Isso é o futuro, meu caro amigo.
Fugimos da loucura, que vem ao nosso encontro somente nas altas temporadas com os seus turistas e suas músicas altas. Mas tudo bem. São suficientes as demais noites bem dormidas. Somente os cães, muito sensíveis aos eventuais e isolados barulhos na calada da noite, com os seus latidos eles quebram o silêncio e gelam a nossa espinha naquele momento em que tentamos imaginar o que tão subitamente teria atraído sua inteira atenção.
Quando as músicas e os fogos de artifício invadem céus e ruas, no entanto, eles não podem correr, e assim os ganidos e latidos dos pobres acorrentados são abafados pelo zumbido.
Não somos perfeitos, é verdade.
Não somos assim tão diferentes dos turistas habituais, pois o homem moderno carrega os frutos da civilização – tanto os bons como os maus – para todos os lugares. Mesmo as cidades do campo não são mais silenciosas. E nas areias há palitos e garrafas de vidro enterrados, mesmo em dias nublados, menos tumultuados de mesas, guarda-sóis e peles queimadas.
Mas temos muito a aprender na contemplação do que restou de bonito neste mundo.
Também vejo um castelo de areia parcialmente arruinado, obra de algum garoto que esperava construir algo tão perfeito, mas que logo viu essa perfeição ser desmanchada pelo avanço da maré. Tento imaginar a frustração estampada em seu rosto, sua vontade de desistir. Desistiu, mas outros tantos tentariam de novo, indo até o limite de sua vontade em realizar um sonho.
Pensando nisso, mas vindo como um gesto inesperado, com o dedo começo a escrever palavras soltas na areia, logo ao lado do castelo arruinado. Elas nada significam para você agora, meu caro amigo, mas logo mais significarão. Quando finalmente voltarmos para casa, terei algo novo a dizer, uma nova ideia transferida para o papel depois de tamanha inspiração que sinto neste lugar.

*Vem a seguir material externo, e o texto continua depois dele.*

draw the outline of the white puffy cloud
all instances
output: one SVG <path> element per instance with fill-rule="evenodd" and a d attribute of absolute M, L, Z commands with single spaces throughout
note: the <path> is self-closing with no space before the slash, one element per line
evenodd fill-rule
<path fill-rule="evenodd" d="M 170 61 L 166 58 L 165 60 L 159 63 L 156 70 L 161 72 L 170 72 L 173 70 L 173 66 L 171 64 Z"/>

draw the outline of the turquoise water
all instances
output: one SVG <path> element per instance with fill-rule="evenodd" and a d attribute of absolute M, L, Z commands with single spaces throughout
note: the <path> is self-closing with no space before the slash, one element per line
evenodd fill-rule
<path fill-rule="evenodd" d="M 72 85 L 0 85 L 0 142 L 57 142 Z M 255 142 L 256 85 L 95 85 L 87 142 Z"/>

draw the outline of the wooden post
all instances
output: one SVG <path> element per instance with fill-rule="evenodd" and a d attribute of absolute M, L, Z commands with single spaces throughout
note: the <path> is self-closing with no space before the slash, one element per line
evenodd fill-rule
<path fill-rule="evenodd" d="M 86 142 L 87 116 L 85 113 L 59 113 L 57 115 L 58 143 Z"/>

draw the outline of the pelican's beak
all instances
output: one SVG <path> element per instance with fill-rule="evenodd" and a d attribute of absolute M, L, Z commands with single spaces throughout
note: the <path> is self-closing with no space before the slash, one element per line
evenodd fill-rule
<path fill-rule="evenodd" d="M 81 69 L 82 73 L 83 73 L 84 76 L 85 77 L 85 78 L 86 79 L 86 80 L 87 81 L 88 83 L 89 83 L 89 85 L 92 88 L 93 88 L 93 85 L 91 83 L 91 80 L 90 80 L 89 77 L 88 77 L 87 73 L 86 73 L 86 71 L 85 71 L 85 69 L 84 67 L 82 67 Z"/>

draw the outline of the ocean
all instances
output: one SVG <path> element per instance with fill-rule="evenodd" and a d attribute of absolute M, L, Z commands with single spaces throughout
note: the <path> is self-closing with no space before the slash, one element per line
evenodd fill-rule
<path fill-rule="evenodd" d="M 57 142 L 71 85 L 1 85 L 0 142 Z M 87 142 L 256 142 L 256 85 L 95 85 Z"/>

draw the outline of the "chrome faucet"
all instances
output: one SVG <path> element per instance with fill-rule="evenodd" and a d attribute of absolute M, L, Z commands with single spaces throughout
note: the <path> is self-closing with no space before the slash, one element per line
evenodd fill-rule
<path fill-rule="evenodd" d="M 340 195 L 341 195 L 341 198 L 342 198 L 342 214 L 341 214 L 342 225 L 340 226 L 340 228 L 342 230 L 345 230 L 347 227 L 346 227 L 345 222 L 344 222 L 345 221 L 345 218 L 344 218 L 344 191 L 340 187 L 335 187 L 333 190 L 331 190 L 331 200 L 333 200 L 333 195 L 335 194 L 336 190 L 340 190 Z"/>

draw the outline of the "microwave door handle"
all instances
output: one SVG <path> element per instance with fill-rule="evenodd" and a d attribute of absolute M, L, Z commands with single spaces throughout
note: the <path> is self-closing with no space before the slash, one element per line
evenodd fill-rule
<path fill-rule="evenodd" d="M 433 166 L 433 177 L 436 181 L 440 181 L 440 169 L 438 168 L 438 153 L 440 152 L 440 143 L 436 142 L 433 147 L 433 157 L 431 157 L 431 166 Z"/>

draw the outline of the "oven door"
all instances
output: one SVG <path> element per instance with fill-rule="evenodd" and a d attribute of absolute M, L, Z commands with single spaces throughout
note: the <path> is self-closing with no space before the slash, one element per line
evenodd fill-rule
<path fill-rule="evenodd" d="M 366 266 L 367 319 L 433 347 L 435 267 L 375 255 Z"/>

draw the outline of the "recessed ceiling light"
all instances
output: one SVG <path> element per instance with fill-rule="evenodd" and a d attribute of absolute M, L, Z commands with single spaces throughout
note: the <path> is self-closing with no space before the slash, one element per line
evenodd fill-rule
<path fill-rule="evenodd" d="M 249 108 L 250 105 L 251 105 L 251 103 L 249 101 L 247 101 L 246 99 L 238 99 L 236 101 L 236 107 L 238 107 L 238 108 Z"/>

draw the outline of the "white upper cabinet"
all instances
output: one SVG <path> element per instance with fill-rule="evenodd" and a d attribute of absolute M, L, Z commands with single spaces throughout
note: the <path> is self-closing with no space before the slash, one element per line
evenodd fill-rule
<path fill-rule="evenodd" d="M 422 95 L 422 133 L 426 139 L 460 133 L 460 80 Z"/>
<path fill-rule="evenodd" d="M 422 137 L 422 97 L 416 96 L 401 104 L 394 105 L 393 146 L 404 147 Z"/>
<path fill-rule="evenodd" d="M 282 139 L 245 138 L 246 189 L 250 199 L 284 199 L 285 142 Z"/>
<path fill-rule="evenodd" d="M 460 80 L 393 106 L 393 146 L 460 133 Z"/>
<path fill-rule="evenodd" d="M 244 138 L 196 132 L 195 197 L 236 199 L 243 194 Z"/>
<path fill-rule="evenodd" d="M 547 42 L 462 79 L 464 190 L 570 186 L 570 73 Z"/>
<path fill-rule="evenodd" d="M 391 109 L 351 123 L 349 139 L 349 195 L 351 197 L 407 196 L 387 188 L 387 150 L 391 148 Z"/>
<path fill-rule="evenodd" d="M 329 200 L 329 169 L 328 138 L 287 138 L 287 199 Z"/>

Com a mente, o corpo e o espírito mais leves e purificados pelo sal da água, afastado das enormes bolhas poluentes, não há como me sentir pouco ou nada inspirado.
E então inclino um pouco o meu corpo para o lado, e meu dedo rabisca mais palavras ao lado das demais, e então...
Derrubo a mim mesmo da espreguiçadeira.
Sim, eu caio de rosto na areia.
De não muito longe, eu já posso sentir a tua gargalhada chegando aos meus ouvidos. Ouço você beirando à histeria, e por um breve momento eu considero o exagero da tua reação. Mas neste lugar, diferente de tantos outros, eu estou um pouco mais livre do pavor que sinto de ser alvo de um enorme constrangimento. A vida é curta demais para a gente se importar com isso. Tudo o que eu faço é erguer o meu rosto, cuspir um pouco de areia e olhar para você.
E assim eu rio por último. Rio junto.
E o sol ainda sorri enquanto cede espaço para a lua poder brilhar sob a sua luz, enquanto as ondas do mar seguem o seu rumo, apesar de nós e nossas risadas.
Estou contente.
E eu quero dividir este contentamento com você.
Tudo isso eu já consigo ver de dentro da caixa branca.
Pois esse é o futuro, meu caro amigo.